4. Już nie wiem, czy taki dzień dobry...

709 30 24
                                    

Przed moim namiotem stał pies.

Albo lew.

Lub ewentualnie jakiś mutant.

Przyjmijmy, że był to pieso-podobny lew. Tak więc, pieso-podobny lew spojrzał w moją stronę. Cała zesztywniałam. Bałam się wielkich zwierząt.

- Hej! Saba! - do bestii podbiegła Nel i ją przytuliła.

- Abby, zapomniałem ci powiedzieć, że na Wigilię Nel dostała psa - Staś zwijał się ze śmiechu, jak i reszta osób, które siedziały przy stole wystawionym na zewnątrz.

- Gdybyś widziała swoją minę - podszedł do mnie Brian i poklepał mnie po ramieniu ze śmiechem. - Żałuję, że nie zrobiłem zdjęcia! - chłopak ze śmiechu ocierał niewidoczne łzy.

Przewróciłam oczami i usiadłam przy stole, uspokajając swoje tętno. Spojrzałam na wujka i pana Tarkowskiego, którzy ze wszystkich sił próbowali się nie roześmiać, ale totalnie im to wychodziło.

Zjadłam kolację milcząc i słuchając przekomarzań Stasia z Nel oraz planów budowy inżynierów. Podziękowałam i wstałam od stołu, a idąc do mojego namiotu, szerokim łukiem ominęłam tego mutanta, Sabę.

•••

Siedziałam już w łóżku ubrana w zielono-białą piżamę w misie koala i kontynuowałam czytanie mojej książki. Nie miałam pojęcia, która jest już godzina, ale jedno było pewne - wszyscy już spali, gdyż hałasy na zewnątrz ucichły i słychać było jedynie bzyczenie owadów.

Mój namiot stał między namiotem Stasia i Brian'a.

Obok namiotu Stasia był namiot Nel, później namiot opiekunki Nel, kolejne trzy to kuchnia, jakaś graciarnia i namiot służby, a na samym początku było "biuro" i sypialnie pana Tarkowskiego i wujka Ravilson'a.

Wychodziło na to, że wujek i pan Tarkowski dali wolną rękę młodzieży, gdyż byliśmy rozstawieni kawałek dalej od dorosłych.

Nagle usłyszałam szelest i otwieranie prowizorycznych drzwi z materiału do mojego namiotu.
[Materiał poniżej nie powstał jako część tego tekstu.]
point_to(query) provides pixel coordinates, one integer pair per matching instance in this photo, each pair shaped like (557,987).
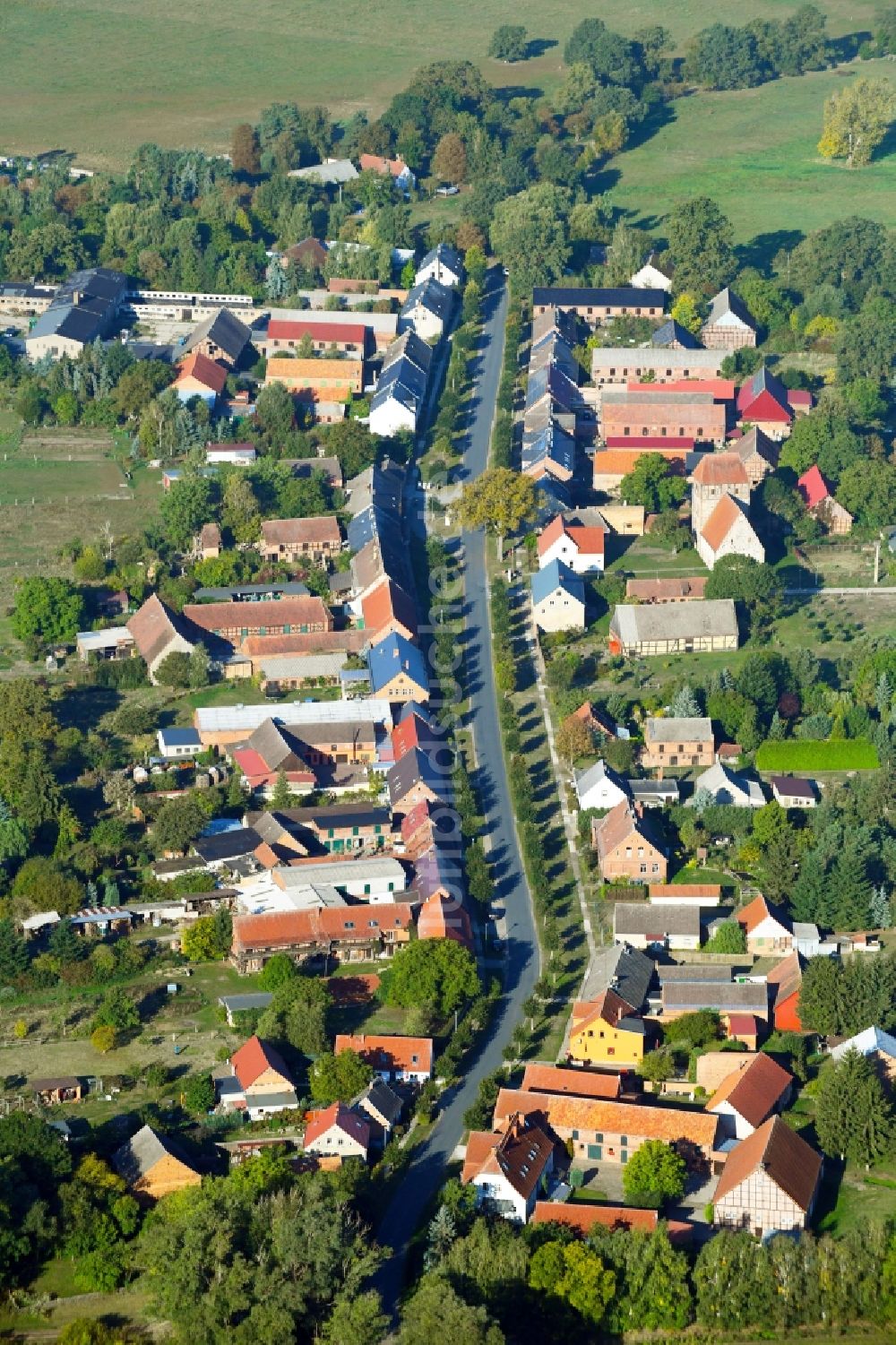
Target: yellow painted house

Podniosłam wzrok znad książki.

- Co ty tu robisz?! - szepnęłam, widząc Brian'a w moim namiocie o tej godzinie.

- Ja? Zupełnie nic - brązowooki wzruszył ramionami.

- Jeśli przyszedłeś się tu eksponować - wskazałam głową na jego tors - to możesz mi powiedzieć ,,dobranoc" i iść do swojego namiotu! - podniosłam głos i poprawiłam się nieco na materacu.
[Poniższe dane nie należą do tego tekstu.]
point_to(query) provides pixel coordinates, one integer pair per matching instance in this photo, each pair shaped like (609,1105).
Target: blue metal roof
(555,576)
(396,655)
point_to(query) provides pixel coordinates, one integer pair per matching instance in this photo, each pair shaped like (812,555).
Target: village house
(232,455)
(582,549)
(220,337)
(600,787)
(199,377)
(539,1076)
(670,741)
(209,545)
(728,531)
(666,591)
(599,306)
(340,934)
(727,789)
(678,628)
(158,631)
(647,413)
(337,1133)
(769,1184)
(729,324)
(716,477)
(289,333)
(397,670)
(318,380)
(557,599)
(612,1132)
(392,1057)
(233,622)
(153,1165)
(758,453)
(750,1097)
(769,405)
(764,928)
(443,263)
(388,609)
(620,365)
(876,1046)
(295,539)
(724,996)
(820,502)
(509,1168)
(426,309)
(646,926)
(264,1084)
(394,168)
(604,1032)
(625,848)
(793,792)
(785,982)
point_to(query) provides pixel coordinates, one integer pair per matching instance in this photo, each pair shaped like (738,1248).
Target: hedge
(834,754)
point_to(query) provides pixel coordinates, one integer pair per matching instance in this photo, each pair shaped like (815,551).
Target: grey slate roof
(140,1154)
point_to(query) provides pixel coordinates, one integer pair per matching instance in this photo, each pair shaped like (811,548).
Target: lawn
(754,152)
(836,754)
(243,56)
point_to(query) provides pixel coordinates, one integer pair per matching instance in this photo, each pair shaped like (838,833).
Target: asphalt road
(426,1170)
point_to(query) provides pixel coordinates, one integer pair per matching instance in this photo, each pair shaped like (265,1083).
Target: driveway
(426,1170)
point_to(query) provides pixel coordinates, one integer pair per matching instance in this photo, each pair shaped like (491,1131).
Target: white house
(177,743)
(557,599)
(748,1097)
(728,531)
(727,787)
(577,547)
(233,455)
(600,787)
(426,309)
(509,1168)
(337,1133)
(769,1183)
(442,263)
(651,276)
Brunet miał na sobie jedynie dresy. Wyglądało, jakby właśnie się obudził, bo włosy miał roztrzepane we wszystkie możliwe kierunki i dość ospały głos.
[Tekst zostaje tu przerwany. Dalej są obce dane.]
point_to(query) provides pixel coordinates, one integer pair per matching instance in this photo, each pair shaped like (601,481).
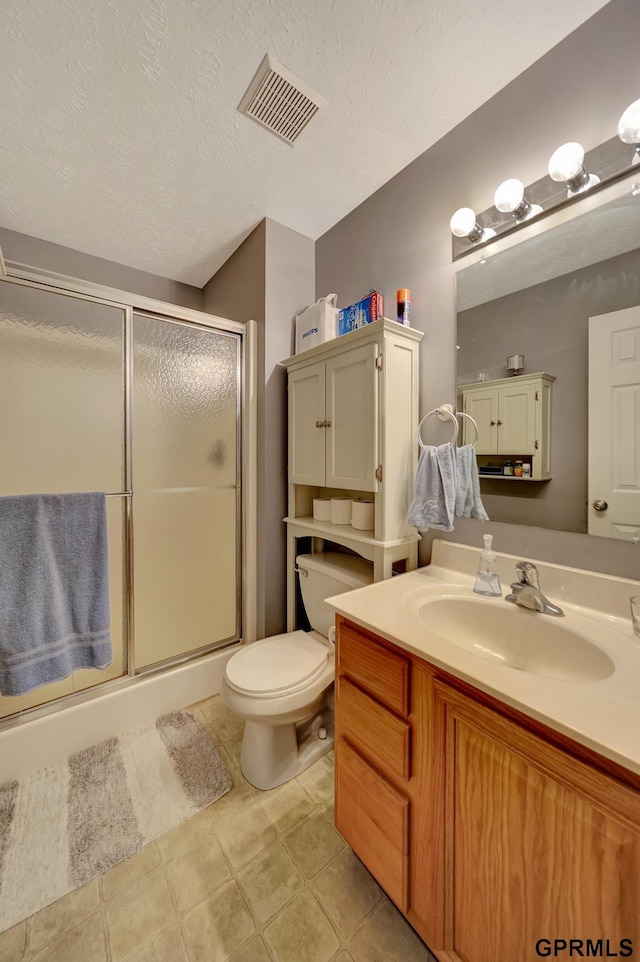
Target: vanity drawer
(373,817)
(382,672)
(377,733)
- Cicho, bo obudzisz innych - chłopak podszedł do mnie i usadowił się obok na łóżku. - Co tam czytasz? - zapytał, zaglądając mi przez ramię.

- ,,Głuchy krzyk" - westchnęłam. - Interesują cię książki? - spojrzałam na niego.

- Interesują mnie inne rzeczy - brązowooki objął mnie ramieniem, a drugą ręką zaczął bawić się moim łańcuszkiem od Elias'a.

- Zostanę przy książkach - spojrzałam na niego z ukosa. - Idź spać i mnie zostaw, czytam - zdzieliłam chłopaka po dłoni i próbowałam wydostać się z jego objęć, ale ten jeszcze mocniej mnie objął. - Brian, cholera jasna!

- Ciszej! A poza tym, księżniczko, nie mów, że jest ci niewygodnie - uśmiechnął się.

- Jesteś tak irytujący.

- A ty tak sztywna - zaśmiał się chłopak. - Żartuję przecież.

- Zacznę krzyczeć, jeśli nie zabierzesz ode mnie tej łapy - ostrzegłam chłopaka.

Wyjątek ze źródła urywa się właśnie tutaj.